The rooms in the resort were built in the form of village homes and organized into three blocks based on architectural style: Heritage Block, Zhamin Block, and Palace Block—whose President’s Suite was the resort’s most prestigious asset. Milestones and rustic signboards provided directions to the various sections and places within the resort campus serviced by brick paths. We were allotted Room No. 110 of the Heritage Block and given a list of traditional/village-life-oriented “Activities” that the resort provides to its guests. The first resort activity, late next morning, was “Feeding the Deer”.

It was much fun, enjoying the experience of the deer feeding off our hands, though only through the bars of their enclosure, and thus only occasionally getting to touch the deer. They were timid creatures easily scared of sudden noises and extremely wary of human presence, immediately retreating after their feeding. We’d missed “Milking the Cow” as it was scheduled at 6:30 in the morning and we’d have to wait till 1:30 for the next turn that day. It was nearly noon and we decided to immediately leave for the Airavateeshwara Temple at Darasuram nearby.

Thousands of tourists, from places nearby and around the world, visit this temple to revel in its architectural significance and artistic splendour. Like our guide at Brihadeeshwara Temple, “Thanjavur” Raja, our guide here was a certified field worker of the Archaeological Survey of India (ASI), who doubled up as our temple guide, a young man named Prabhu, same as mine. He narrated a lot of interesting stories in and about the temple. An entire level of the temple had remined buried under sand blown in by storms in antiquity—all the sand was eventually cleared by the ASI, and the temple restored to its original beauty and glory.

Each pillar, sculpture, and section of wall in the temple was a page that narrated chapters of a composite story. At one point in the tour, I told our guide Prabhu, how the temple was a கல்லில் செதுக்கிய கதைப்புத்தகம், or “storybook sculpted in stone”. The main temple was fashion like a stone chariot of four wheels pulled by a pair of horses. It was fascinating to learn that the wheels, each a perfect circle and identically sized, were made in a time when no geometrical instruments like compass, protractor, or divider were invented, to take accurate measurements. As was a constant in all Chola-era temples, most of the beautiful sculptures on the surfaces of the temple were defaced by Mughal invasion. However, soil erosion in antiquity had also played its part in eroding so the temple’s artistic features.

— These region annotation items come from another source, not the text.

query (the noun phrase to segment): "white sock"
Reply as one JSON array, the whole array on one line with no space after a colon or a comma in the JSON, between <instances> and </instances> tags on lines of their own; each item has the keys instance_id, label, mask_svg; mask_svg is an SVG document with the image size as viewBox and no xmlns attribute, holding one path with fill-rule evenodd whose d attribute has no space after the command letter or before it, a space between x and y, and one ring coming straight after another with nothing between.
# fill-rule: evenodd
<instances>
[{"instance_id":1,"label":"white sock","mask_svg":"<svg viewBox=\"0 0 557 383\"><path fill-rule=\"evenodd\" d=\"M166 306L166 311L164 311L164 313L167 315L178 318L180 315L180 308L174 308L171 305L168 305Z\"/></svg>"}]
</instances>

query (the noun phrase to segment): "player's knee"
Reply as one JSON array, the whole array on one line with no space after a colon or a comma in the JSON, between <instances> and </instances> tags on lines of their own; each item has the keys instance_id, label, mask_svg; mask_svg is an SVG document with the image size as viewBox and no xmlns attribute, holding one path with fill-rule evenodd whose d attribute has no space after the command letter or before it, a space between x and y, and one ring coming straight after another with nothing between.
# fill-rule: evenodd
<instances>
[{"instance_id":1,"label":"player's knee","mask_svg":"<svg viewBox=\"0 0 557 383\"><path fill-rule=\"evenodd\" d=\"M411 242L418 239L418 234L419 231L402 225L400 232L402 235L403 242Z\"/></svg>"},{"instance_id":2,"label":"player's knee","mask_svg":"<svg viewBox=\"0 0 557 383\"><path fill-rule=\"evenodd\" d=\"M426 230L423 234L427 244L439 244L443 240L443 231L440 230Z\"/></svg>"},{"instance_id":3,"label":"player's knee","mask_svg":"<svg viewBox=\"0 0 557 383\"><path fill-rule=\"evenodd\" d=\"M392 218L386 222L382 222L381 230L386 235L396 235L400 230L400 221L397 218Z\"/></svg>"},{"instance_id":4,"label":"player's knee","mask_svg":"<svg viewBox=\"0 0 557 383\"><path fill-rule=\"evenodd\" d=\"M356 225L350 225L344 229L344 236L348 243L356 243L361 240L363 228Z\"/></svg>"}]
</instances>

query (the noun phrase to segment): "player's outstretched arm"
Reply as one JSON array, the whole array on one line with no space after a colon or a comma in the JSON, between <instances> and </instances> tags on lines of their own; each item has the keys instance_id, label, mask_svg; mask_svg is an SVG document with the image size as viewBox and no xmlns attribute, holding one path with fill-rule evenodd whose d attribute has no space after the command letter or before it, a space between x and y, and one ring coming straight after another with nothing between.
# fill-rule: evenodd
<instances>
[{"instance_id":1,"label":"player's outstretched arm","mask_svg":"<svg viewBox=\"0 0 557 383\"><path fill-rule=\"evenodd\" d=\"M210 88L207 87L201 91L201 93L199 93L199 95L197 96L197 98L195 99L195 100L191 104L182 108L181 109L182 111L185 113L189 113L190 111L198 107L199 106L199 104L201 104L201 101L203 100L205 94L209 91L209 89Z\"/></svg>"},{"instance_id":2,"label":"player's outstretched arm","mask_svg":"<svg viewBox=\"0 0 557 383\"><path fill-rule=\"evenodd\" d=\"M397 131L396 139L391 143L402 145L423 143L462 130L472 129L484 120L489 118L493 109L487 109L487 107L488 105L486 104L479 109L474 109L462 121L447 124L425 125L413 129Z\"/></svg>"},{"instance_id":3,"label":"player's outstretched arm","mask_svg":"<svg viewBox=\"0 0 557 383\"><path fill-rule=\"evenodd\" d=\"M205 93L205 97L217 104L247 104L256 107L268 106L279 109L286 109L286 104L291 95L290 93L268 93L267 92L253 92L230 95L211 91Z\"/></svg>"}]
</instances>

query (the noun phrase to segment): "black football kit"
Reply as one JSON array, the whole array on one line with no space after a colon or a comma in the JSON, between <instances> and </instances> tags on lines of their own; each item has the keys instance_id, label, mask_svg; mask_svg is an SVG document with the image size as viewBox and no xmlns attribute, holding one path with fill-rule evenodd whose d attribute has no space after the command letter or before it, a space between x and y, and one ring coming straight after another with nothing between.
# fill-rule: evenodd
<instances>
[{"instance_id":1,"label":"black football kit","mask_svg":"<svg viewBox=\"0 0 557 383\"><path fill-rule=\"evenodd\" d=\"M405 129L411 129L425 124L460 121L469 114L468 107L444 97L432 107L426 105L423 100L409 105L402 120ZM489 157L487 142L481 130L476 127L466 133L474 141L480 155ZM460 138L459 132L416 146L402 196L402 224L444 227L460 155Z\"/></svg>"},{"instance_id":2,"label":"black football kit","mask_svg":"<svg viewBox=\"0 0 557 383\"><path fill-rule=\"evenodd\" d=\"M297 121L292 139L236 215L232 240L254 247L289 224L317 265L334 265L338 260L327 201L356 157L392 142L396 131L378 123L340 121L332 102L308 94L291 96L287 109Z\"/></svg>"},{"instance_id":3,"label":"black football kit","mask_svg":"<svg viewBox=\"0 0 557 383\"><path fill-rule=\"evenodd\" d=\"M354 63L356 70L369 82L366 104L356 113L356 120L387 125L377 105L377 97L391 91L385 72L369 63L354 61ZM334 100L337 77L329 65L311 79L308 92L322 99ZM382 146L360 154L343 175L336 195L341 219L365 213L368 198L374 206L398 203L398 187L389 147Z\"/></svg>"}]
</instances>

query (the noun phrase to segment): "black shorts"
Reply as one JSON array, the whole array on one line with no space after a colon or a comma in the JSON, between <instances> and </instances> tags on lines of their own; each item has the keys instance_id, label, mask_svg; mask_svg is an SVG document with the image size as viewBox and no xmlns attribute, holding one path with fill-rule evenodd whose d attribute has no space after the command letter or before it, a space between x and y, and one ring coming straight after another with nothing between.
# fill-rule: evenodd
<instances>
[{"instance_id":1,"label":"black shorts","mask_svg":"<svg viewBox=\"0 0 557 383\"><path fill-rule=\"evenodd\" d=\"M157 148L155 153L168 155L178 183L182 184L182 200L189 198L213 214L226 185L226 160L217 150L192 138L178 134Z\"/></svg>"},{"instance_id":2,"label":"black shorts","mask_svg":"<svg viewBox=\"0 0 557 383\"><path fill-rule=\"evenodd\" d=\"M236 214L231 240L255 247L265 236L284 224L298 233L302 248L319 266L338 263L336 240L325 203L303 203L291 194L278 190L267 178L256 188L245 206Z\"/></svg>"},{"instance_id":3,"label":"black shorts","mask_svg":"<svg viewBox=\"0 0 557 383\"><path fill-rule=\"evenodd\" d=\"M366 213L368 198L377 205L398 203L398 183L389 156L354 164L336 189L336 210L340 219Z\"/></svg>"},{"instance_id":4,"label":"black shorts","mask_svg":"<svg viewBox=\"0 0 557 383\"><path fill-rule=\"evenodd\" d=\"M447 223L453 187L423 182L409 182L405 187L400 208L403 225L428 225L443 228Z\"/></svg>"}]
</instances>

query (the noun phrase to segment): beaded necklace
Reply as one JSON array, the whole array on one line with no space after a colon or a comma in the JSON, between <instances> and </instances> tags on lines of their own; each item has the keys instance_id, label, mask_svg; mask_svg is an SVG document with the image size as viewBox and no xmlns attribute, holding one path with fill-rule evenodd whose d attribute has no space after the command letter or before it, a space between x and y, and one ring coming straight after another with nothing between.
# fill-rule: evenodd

It was past 2.00 p.m. when we returned to our resort. Having missed “Milking the Cow” again due to a prolonged photo session at the temple, we could do it only next day, early in the morning. Meantime we were taken on a tour of the resort property and inside the Zhamin and Palace blocks. Next, we embarked on a “Bullock Cart Ride through the Village”, riding on a bullock cart pulled by two powerfully-built, six-year-old bulls that each weighed about 750 kilos! Each bull would consume 1.5 kilos of feed each day! Midway however, we stepped down from the ride and walked briefly along the green paddy fields and back. That night before dinner, the kids had a lovely time swimming in the resort’s traditional, temple-tank-style swimming pool with an extra inner step.

Early next morning the kids had a great while trying to milk a cow, though with limited success (it wasn’t as easy as we thought given the milking technique) and learning about milking schedules and the volume of milk each breed and age of cow provided. Each cow had endearing, traditional female names as did the deer. There was also a generation of geese on the campus, seen everywhere, quacking noisily. The next activity was “Bathing under the Motor Pump Set” which the kids exclusively enjoyed, for it involved water being pumped over their heads from a great height, through a metal pipe attached to a side of the canal bridge.

This was the last activity, and the last memorable moment in the resort, for it was time to check out of our accommodation. An hour later we were travelling towards Chennai, and a while later, arrived at the Gangaikonda Chozhapuram temple. There no guide here, and as we did not want to get too late getting back to Chennai, we spend just under an hour admiring the magnificent temple and relaxing in its manicured lawns, before continuing our onward journey home.